Alex Szalay: Big data a big step forward for science
There have been three major eras in the history of science, as Johns Hopkins University astrophysicist and computer scientist Alex Szalay describes it. The first, which lasted for millennia, was empirical, involving mostly the recording of data: Chinese star charts, Leonardo da Vinci’s codices on how turbulent water flows, Tico Brahe’s recording of the motions of planets. The second era, which he calls the theoretical paradigm, launched when Brahe gave his observations to Johannes Kepler, who came up with the laws of planetary motion.
That lasted for centuries, says Szalay, until the mid-20th century, when Manhattan Project scientists used computers to solve fluid dynamics equations, and ushered in the computational paradigm.
And now, just a few decades later, the fourth era of science is upon us, Szalay says: it’s the big data paradigm, and he’s playing a major role in shaping it. Szalay is a Bloomberg distinguished professor of Physics, Astronomy and Computer Science at Johns Hopkins University, where he serves, among other capacities, as founding director of the Institute for Data Intensive Engineering and Science. He will discuss the history of scientific discovery and how big data is shaking things up at Brain Bar Budapest 2016.

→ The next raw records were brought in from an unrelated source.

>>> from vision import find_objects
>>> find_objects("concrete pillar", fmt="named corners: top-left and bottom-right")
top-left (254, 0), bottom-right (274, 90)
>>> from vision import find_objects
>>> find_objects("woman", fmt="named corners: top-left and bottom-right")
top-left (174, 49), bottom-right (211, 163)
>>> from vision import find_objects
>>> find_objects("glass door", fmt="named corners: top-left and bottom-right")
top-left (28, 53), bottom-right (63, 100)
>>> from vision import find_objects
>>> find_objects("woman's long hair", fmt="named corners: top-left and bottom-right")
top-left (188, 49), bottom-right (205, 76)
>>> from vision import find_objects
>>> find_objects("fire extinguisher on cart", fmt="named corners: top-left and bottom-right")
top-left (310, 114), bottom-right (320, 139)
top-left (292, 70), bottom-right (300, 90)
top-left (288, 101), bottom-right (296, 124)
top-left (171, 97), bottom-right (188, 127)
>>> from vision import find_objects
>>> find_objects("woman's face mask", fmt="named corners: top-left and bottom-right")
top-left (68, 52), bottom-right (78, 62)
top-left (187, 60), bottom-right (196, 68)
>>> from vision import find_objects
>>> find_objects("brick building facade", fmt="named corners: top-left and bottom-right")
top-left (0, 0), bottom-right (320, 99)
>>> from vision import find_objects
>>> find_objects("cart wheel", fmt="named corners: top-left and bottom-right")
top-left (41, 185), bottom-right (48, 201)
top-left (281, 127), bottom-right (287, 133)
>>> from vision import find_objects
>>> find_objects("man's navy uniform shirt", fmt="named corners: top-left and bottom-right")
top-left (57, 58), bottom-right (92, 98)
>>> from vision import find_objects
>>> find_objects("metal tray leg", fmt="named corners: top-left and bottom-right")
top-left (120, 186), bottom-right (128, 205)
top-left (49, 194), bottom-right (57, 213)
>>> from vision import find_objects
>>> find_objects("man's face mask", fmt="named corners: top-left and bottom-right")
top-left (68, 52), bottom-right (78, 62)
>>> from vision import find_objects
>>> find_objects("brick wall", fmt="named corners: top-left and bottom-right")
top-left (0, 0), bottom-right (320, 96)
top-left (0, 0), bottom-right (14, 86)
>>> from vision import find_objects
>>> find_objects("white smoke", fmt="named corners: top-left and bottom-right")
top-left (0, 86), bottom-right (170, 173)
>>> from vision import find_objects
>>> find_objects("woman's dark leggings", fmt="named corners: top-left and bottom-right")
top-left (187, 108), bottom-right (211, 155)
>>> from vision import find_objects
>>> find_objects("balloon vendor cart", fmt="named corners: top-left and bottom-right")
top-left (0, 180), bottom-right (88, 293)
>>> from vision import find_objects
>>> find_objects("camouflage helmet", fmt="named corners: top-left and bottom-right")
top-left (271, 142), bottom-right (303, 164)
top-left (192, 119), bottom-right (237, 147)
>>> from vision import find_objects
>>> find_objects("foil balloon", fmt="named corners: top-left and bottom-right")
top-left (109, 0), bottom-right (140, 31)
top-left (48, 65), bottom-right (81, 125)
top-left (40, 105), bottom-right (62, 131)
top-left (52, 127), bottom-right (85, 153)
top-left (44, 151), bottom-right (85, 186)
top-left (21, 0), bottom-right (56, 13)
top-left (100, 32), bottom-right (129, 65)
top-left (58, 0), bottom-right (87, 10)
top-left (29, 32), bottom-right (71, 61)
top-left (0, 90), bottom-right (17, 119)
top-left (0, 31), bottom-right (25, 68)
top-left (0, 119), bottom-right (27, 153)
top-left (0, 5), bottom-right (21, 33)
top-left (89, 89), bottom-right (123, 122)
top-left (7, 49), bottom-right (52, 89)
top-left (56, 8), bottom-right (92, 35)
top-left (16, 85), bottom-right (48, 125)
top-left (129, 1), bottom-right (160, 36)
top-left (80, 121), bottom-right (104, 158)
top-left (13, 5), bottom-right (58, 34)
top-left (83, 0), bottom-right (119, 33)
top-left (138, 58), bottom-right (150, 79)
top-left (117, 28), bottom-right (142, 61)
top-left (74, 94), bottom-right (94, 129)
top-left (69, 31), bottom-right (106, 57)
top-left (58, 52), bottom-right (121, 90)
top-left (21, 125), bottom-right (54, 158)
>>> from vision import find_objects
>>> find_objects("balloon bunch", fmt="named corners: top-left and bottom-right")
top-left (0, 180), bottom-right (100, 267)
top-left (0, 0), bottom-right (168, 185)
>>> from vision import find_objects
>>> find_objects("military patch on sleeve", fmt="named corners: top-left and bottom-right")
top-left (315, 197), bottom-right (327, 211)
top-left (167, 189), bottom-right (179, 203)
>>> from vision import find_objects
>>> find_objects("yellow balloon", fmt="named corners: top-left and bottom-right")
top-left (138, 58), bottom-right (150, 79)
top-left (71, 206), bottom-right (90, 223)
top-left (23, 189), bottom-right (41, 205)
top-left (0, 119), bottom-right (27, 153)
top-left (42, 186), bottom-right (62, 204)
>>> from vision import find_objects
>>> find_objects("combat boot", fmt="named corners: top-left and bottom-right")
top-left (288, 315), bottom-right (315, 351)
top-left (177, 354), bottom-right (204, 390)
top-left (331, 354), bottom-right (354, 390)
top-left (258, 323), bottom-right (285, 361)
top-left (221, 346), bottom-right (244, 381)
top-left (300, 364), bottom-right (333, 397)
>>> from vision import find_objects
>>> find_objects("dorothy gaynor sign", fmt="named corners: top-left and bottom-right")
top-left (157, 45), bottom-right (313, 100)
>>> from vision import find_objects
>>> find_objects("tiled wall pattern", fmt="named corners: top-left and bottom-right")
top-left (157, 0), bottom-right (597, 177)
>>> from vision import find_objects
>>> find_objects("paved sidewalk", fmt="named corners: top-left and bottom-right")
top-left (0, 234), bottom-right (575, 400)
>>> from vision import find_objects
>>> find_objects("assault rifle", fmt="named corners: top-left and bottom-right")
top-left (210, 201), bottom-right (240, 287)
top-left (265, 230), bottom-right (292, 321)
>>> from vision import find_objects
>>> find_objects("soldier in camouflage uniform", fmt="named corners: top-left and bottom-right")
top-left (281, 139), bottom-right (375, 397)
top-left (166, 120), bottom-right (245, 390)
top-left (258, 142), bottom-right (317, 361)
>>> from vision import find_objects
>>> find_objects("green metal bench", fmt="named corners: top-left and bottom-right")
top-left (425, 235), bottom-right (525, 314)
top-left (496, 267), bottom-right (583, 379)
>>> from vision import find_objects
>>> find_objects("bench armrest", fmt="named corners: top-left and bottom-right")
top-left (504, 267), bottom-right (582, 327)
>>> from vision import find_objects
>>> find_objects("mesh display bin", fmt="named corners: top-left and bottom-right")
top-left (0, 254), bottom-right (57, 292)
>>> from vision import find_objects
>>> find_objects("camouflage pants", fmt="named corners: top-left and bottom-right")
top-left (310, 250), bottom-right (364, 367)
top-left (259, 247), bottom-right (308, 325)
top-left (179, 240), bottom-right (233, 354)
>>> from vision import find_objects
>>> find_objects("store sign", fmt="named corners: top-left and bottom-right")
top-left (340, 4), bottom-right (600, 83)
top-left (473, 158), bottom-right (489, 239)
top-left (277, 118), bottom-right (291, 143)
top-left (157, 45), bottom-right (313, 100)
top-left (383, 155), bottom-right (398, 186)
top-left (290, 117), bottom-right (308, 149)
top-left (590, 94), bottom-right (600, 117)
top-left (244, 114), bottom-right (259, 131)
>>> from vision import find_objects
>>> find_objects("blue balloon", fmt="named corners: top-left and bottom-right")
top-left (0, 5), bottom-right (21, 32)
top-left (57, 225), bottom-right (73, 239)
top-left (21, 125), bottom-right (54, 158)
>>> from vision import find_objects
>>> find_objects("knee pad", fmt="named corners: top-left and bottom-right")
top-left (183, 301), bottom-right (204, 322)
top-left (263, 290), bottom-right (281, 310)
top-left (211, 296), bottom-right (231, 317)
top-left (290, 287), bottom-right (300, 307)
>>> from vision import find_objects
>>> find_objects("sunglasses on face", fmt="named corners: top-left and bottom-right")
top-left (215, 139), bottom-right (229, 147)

Szalay, born and raised in Debrecen, Hungary, earned his PhD in astrophysics at Budapest’s Eötvös Loránd University, where he returned to become a full professor after postdoctoral research fellowships at the University of California, Berkeley, the University of Chicago and Fermilab. He moved to Johns Hopkins in 1989. By 2001, the astrophysics professor had become so adept in computer science that he took on an appointment in that department.
Szalay’s professional interest in computers centered on big datasets, and his work on the Sloan Digital Sky Survey solidified the astrophysicist’s unlikely reputation as a big-data leader. It had come about by accident, Szalay says.
“In 1992, a couple of us got together with the goal of building a new instrument, running it and making the data available to everyone,” Szalay says. “Nobody wanted to do the database. So I figured I’d jump in.”
He had help: in particular, the database pioneer Jim Gray, by then with Microsoft Research, became a close collaborator.
“I was teaching Jim astronomy and he was teaching me computer science,” says Szalay.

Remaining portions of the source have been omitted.